While the grand principle of democratic politics is “majority rule and minority rights,” the politics of Korea today fail to champion either of the two.

The biggest challenge for Korean society is the ever-deepening inequality and the wealth gap. Professor Chang Duk-jin of Seoul National University diagnosed the situation as “doubling” and he points out that inequality covers all areas.

The minority class in the labor market - non-regular contract workers - are under-represented in political terms and treated as outsiders in cultural terms.
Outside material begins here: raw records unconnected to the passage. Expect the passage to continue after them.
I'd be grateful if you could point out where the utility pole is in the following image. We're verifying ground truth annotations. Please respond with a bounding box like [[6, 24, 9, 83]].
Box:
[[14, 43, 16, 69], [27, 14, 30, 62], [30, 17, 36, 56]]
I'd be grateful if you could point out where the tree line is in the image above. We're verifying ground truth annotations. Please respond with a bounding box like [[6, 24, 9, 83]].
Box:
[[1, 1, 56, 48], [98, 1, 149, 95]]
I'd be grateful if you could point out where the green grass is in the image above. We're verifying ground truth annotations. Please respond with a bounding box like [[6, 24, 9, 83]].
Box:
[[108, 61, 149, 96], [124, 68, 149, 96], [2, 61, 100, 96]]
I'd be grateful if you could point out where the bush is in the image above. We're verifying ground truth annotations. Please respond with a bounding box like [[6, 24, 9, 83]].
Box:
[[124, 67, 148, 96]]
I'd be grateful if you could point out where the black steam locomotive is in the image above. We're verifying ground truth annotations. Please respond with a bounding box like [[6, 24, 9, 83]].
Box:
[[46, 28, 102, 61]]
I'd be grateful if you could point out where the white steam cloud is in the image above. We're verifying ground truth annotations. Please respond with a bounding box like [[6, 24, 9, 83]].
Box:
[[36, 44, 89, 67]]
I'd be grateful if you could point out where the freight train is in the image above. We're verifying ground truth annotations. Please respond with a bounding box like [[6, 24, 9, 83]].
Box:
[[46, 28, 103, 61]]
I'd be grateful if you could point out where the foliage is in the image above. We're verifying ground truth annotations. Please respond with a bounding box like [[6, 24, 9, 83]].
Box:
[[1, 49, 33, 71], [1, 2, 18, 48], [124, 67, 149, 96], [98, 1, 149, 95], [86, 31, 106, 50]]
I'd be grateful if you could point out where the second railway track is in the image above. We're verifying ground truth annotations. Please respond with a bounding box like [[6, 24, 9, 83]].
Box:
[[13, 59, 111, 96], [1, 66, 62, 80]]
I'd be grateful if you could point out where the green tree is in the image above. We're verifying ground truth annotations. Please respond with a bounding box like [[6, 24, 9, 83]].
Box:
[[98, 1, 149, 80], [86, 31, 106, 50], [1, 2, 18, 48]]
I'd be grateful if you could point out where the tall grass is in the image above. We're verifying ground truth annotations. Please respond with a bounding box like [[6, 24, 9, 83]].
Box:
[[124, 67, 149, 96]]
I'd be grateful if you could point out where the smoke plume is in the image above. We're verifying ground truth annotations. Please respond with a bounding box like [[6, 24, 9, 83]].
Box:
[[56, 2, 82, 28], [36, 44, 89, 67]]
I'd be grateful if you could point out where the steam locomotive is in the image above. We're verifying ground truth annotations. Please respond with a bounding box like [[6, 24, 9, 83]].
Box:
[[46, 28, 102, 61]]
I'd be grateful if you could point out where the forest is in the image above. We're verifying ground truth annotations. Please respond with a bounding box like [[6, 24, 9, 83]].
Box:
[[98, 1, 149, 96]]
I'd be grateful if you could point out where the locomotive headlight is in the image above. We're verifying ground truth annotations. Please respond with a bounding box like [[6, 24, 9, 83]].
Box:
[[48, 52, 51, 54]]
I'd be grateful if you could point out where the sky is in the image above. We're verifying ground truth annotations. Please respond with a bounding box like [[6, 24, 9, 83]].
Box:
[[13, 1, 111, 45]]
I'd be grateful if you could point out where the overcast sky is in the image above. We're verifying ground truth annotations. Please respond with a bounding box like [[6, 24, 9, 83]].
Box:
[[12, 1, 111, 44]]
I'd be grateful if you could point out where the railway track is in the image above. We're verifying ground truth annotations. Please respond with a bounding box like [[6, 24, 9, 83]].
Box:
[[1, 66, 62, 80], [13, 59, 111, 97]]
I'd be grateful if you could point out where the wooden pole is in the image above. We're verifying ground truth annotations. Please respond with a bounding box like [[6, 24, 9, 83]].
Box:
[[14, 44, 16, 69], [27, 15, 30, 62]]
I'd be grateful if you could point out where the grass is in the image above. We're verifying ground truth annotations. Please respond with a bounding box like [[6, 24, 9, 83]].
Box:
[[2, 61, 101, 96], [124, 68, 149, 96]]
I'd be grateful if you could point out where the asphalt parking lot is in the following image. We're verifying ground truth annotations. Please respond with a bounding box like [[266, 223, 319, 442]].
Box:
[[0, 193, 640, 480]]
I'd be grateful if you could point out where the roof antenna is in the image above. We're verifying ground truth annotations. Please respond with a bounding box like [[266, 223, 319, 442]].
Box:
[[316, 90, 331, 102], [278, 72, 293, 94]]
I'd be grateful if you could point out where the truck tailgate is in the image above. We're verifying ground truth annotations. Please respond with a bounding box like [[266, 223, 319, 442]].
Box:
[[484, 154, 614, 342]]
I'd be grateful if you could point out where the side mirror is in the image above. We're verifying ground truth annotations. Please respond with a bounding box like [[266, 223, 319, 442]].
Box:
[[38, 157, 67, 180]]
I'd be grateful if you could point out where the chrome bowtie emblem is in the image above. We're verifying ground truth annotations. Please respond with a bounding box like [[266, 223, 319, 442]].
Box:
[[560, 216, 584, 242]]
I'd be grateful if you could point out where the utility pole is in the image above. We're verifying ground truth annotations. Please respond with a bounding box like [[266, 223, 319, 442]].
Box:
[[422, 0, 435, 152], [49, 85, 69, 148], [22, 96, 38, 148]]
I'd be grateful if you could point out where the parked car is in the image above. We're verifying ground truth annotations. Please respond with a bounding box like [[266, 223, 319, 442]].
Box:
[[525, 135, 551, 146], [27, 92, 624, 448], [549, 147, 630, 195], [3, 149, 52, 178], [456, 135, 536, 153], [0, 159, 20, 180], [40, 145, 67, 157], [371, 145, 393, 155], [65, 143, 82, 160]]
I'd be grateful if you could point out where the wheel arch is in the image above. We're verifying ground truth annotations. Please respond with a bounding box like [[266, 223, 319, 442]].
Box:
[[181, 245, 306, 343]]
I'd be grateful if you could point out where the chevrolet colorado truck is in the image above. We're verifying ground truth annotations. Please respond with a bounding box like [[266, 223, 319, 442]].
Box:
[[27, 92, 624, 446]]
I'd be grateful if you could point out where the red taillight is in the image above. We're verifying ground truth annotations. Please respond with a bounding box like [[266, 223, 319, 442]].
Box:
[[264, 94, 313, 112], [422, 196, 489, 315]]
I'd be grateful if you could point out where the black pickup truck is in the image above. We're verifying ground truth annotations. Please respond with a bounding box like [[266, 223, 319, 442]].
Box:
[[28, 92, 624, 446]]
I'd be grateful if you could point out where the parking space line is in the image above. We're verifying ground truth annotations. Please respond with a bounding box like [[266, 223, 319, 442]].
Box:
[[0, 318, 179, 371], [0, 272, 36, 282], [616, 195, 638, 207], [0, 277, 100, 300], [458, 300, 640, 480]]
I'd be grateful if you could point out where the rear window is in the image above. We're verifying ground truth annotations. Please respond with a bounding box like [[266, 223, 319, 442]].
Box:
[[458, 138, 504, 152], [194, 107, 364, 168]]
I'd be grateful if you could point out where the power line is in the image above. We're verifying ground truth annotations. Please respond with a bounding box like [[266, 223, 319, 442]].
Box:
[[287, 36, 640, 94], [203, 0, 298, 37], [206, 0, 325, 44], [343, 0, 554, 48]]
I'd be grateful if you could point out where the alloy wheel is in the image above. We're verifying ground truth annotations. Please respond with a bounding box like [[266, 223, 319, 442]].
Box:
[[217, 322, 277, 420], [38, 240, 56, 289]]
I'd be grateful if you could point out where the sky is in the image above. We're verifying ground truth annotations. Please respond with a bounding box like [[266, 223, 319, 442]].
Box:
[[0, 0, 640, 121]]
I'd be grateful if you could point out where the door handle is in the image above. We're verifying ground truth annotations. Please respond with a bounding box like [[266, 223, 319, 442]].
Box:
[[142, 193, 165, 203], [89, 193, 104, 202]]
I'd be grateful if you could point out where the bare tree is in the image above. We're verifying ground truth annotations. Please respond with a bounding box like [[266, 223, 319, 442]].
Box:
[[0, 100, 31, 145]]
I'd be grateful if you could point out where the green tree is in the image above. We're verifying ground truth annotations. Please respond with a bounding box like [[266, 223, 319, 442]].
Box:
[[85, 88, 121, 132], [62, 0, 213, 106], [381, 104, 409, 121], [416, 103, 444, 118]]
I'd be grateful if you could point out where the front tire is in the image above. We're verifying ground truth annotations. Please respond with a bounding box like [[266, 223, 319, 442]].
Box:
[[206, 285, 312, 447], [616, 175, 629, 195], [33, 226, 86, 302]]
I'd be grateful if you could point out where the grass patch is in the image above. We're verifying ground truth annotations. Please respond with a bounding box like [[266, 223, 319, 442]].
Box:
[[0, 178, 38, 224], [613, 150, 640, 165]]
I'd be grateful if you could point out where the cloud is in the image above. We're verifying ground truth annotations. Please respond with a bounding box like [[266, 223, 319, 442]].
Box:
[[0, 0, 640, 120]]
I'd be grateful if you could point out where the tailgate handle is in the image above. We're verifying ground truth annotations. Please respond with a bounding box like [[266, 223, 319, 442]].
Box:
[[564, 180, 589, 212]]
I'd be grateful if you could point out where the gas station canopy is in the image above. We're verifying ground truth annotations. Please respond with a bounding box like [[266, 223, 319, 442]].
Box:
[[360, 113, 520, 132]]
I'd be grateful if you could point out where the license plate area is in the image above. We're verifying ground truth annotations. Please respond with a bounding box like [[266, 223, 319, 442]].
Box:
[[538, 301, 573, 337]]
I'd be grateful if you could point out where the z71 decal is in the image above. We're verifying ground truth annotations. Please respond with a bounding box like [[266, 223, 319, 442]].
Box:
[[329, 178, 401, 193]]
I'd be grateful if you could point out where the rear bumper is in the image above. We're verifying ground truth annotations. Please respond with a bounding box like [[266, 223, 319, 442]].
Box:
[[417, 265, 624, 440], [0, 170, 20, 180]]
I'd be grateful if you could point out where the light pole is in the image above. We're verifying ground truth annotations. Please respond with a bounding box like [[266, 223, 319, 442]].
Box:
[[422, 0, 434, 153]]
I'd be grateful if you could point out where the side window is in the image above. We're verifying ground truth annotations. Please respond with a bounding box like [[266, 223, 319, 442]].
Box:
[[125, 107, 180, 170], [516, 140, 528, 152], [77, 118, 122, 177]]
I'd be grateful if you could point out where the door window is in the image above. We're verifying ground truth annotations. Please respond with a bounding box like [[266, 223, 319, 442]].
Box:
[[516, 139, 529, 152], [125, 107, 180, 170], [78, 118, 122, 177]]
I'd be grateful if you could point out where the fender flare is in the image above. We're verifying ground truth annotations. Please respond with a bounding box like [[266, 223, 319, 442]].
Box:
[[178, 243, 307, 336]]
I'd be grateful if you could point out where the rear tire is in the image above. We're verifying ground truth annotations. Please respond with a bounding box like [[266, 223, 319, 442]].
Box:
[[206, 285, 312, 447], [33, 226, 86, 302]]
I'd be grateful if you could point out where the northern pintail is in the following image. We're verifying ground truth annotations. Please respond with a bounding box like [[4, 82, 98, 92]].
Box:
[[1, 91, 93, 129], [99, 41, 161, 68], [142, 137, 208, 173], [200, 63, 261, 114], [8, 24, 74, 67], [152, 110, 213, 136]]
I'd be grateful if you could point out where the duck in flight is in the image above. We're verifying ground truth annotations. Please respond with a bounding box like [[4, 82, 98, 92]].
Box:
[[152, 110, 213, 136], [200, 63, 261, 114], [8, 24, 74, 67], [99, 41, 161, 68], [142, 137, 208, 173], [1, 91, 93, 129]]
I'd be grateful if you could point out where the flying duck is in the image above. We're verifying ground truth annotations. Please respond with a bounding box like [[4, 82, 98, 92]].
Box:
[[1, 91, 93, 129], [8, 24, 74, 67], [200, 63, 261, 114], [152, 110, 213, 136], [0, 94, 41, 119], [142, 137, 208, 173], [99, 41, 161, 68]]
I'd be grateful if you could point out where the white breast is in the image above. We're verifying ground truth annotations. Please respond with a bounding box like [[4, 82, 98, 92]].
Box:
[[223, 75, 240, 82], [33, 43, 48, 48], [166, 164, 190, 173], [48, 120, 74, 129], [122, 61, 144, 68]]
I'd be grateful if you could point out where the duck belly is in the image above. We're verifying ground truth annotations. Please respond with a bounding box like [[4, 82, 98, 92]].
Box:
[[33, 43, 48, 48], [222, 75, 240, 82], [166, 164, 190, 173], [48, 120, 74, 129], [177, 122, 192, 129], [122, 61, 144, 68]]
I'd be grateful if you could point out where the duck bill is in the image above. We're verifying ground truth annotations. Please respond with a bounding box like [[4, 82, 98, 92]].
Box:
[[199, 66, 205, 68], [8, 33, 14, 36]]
They have a weak voice in ideological terms and often become a subject of ridicule in symbolical terms, he said.

In addition to this doubling effect, we can reach the conclusion that political power - and political choice, for that matter - is what can control the problems of inequality such as generational conflicts stemming from a rapidly aging society.

Joseph Stiglitz, winner of the Nobel Prize for economics, concluded in a recent publication that inequality is not unavoidable and it is the outcome of a choice. The inequality of the 20th century is a by-product of democracy, not capitalism. In the end, Stiglitz concluded, the key to resolving inequality must be found in political choices. That presents a positive possibility for Korea: Bold political reform will heighten the possibility of addressing and solving inequality. How to achieve such a reform for our democracy to make that political choice is a task we must resolve.

Park Myung-rim, a professor of political science at Yonsei University, says social and economic inequality is the outcome of the dehumanization and polarization of the authoritarian, industrial era. He presents the idea that ending the presidential system and bureaucratic state and building a parliamentary system should be the focus of political reform.

Professor Cho Yoon-je of Sogang University, however, provides a different view. Because Korea is obsessed with elections, lacks a strategy for the country’s future or a long-term vision for administration of state affairs, he says it is more important to push forward a constitutional amendment in order to strengthen the authority of the president and the executive branch and lengthen their terms rather than setting into stone a system of irresponsible politics.

The different views on politics and reform are proof that the people’s opinions vary on the cause of the crisis, its depth and the possible solutions.

To prevent Korea’s democracy from suffocating, structural political reform that goes beyond ending the cycle of corruption and cozy relations between politicians and businessmen is needed. Preparation for unification is a must, but the more urgent task is political reform. The president and the leaders of the ruling and opposition parties must immediately start the work of presenting a larger vision for developing the people’s wish into bold political reform.

Translation by the Korea JoongAng Daily staff.

JoongAng Ilbo, May 11, Page 35

*The author is a former prime minister and advisor to the JoongAng Ilbo.